Sin Kye released details of his imprisonment in a poem entitled The Traveller in Monerplaw. The period of incarceration, according to the elderly writer, was part of the SPDC’s attempt to destroy him, but insists they will never win. He says that he was not tortured but refused to go into further detail, saying, “I want to return to Burma and become a candidate for the 2010 elections, but sources (from within Burma) have advised against doing so because the SPDC will re-arrest me and continue the psychological torment I received while in jail,” Sin Kye says.
The author believes that it will take the Irrawaddy Region between three to five years to recover. Sin Kye says that Burma’s reclusive leader, General Than Shwe, boasts of the government being self-sufficient due to the country’s rice surplus able to feed 100 million people. “I can tell you that civilians are still being forced to eat dead rats that are floating in floodwaters.”
It seems that Burma’s military rulers have not learnt the lessons from recent natural disasters in the Asian region. Sin Kye cites two examples. He tells me the 2004 tsunami in Aceh led to a truce and new spirit of cooperation between the Indonesian military and Acehnese rebels, and together they rebuilt the province. Similarly, the earthquake in China’s Sichuan province provoked a human element in authorities. Leaders met affected people, handed out food and shared their sorrows with families of the deceased. “But the SPDC has not offered one word of sympathy to the victims of Cyclone Nargis. They lack humility,” he laments.
In reflecting on how he felt about reading his poem at Melbourne’s vigil, Sin Kye speaks openly of the experience. “I was choked with emotions; tears were flowing from my eyes. The people of Burma, regardless of our ethnicity, are all socially, politically and spiritually connected.”
Throughout all of his years of writing, the one burning question in my mind related to a journalist’s biggest fear in Burma.

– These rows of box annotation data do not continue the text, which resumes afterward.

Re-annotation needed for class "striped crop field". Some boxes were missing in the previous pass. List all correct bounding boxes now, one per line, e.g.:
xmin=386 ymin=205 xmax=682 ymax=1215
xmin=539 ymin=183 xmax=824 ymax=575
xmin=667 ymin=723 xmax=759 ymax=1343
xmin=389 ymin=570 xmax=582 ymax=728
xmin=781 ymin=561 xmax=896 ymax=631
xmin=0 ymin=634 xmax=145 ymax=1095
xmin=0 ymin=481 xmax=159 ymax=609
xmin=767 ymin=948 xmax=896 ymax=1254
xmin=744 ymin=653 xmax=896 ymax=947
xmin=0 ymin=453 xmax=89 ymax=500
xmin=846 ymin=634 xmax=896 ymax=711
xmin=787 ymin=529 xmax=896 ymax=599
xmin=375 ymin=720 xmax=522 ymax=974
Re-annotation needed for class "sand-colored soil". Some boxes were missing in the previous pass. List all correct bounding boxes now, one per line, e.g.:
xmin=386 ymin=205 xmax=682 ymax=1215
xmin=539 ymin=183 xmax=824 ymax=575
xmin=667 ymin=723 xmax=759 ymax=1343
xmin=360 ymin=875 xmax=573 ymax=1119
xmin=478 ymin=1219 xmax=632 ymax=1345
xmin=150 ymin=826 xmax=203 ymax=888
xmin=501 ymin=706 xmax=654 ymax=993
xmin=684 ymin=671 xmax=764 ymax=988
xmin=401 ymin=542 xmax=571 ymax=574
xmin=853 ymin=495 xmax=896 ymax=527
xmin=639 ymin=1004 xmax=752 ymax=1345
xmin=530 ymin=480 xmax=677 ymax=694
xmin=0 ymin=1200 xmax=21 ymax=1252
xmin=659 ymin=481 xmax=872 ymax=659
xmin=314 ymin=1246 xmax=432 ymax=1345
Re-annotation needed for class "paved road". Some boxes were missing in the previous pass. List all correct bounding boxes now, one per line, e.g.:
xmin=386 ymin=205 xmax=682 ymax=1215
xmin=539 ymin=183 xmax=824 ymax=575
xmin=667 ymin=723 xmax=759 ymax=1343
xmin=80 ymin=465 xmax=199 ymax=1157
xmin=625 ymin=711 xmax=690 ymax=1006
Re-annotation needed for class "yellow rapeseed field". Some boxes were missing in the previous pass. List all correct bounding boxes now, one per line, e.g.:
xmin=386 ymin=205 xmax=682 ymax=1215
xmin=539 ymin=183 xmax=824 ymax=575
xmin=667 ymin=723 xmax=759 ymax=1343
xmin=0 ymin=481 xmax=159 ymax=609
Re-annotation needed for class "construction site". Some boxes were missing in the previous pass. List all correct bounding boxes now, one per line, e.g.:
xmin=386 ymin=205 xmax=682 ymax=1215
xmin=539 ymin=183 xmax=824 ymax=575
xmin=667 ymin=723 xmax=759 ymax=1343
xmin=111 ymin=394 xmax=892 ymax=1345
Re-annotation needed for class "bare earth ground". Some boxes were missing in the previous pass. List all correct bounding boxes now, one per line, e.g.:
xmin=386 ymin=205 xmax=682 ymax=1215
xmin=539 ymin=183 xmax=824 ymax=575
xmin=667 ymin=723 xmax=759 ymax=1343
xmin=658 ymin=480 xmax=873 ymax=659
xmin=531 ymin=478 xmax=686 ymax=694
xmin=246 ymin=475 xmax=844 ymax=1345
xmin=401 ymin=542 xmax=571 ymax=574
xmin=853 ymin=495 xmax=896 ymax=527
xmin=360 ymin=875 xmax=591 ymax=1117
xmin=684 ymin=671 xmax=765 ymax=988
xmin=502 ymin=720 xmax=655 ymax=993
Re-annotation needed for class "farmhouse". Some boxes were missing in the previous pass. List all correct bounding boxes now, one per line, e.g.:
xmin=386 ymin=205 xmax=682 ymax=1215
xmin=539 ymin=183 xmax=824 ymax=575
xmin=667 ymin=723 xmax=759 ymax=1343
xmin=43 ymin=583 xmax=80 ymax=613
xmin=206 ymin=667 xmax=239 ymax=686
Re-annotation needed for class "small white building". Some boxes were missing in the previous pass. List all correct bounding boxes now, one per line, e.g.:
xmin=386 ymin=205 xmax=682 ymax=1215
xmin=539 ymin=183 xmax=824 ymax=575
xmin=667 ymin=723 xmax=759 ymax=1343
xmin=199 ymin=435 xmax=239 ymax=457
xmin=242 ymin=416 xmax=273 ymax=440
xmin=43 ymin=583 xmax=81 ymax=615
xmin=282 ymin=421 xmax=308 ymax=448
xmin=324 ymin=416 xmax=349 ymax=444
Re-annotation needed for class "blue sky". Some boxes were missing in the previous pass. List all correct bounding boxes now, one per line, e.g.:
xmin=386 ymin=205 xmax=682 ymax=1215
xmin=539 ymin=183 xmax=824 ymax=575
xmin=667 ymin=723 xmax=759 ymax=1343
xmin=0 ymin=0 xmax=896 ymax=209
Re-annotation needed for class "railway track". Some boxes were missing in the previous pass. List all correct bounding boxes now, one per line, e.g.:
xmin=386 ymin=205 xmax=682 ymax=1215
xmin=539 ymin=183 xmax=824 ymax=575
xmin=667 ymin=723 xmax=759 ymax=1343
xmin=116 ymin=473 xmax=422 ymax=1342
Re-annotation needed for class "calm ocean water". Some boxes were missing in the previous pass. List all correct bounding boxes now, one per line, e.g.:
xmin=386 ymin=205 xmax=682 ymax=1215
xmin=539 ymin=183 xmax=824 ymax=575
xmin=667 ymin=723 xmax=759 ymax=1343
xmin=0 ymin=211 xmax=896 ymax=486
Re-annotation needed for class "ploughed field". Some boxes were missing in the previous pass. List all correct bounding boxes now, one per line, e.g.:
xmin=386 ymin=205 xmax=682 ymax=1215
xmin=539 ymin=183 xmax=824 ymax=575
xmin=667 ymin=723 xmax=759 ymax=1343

Sin Kye indicates that based on his experience, a slow painful death through local and global ignorance is equivalent to being stabbed in the back. “We never fear hunger, thirst or physical harm. The most that we writers fear is having our endeavour and efforts ignored by the people that we love. We are afraid that they do not recognise us and what we are attempting to do.”
Sin Kye says that while he believes a civilian led democracy will ultimately be formed in Burma, he warns everybody not to expect drastic changes that will immediately benefit long suffering citizens. Mature democracies, he says, take time to develop. But there can be no compromise as to who should preside over the next civilian government; the National League for Democracy.
Sin Kye intends to publish further writings about the history and plight of his people. He plans to release literature about the first Karen President of Burma, Mahn Nwin Maung, and We Love Yo Ma, which is a frank description of life before the 1988 People Power revolution.
“As an ethnic Karen, time is running out for me. For the sake of peace, how many young lives must we sacrifice? We can only continue to conduct a brutal war if plenty of lives can be afford to be sacrificed. But we are not given that luxury, and this is not something anybody wants to see (again).”
General Than Shwe and the SPDC should sit down and listen to the iconic anti-war song Blowin’ In The Wind by Bob Dylan. More than four decades later after its release, we still have no response to the line, “How many deaths will it take till he knows/That too many people have died.”
The innocent people of Burma can no longer wait for an answer.